The premise of these sports stadium investments, public officials say, is that economic development benefits will roll into the city over the decades — $40 million over 40 years in the Bronx, for instance.

Perhaps this will happen.

Or maybe it is a hallucination that is even flimsier than the assumptions that drove Wall Street to sink trillions into financial instruments that no one actually understood but all the right people agreed were worth tons of money.

Will families really be able to spend hundreds of dollars for tickets, hot dogs and parking spots? Will businesses still lay out tens of thousands of dollars for season tickets and luxury boxes and $16 glasses of sauvignon blanc in stadium clubs?
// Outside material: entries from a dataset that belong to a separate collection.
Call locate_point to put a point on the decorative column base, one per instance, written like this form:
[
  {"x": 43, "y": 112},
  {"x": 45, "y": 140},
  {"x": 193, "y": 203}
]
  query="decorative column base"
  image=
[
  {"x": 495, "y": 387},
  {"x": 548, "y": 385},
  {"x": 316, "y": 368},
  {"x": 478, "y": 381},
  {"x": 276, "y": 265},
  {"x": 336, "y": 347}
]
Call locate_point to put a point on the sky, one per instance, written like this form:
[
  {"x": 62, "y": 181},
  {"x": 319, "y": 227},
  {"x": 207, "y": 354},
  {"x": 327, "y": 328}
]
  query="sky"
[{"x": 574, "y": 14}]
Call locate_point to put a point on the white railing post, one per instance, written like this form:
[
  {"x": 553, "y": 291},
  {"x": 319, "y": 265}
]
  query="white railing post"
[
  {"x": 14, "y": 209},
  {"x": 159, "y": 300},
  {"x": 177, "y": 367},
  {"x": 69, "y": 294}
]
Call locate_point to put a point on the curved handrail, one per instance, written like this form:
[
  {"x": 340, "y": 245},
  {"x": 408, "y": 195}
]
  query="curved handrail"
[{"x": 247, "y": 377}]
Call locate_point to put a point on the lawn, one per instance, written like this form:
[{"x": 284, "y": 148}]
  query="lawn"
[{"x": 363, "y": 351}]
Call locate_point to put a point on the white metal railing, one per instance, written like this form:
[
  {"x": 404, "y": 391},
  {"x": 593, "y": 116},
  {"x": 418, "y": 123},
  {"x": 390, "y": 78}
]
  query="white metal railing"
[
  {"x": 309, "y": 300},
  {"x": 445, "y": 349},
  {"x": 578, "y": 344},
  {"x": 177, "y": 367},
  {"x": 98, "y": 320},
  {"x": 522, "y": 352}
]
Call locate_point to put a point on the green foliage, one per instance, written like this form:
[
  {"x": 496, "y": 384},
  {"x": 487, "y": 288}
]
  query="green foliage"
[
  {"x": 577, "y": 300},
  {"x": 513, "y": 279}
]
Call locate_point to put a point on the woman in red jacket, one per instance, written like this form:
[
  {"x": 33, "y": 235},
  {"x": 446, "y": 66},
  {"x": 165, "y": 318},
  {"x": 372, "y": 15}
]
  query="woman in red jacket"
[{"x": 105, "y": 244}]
There are signs that the air is going out of the sports industry bubble, as The Wall Street Journal reported recently.

No one is ready to say that the Yankees will turn into Lehman Brothers. But will the city really be able to collect all the rent it is owed from the garage that it is building for the team at a cost of $80,000 per parking spot? The garage operator gets to deduct some of the rent it owes the city if revenues don’t make certain projections, says Bettina Damiani, project director at Good Jobs New York, a think tank that has done studies critical of the stadium subsidies.

The new Yankee Stadium, with all its architectural dazzle, will open in the spring; less certain is when the public parkland that Mr. Bloomberg gave to the team will be replaced.

The full reckoning on Mr. Bloomberg’s judgment about these major investments of public funds will most likely not come for a few years, long after he has run for a third term as mayor by arguing that he has been the wisest and steadiest of stewards — just the man for the city during hard financial times.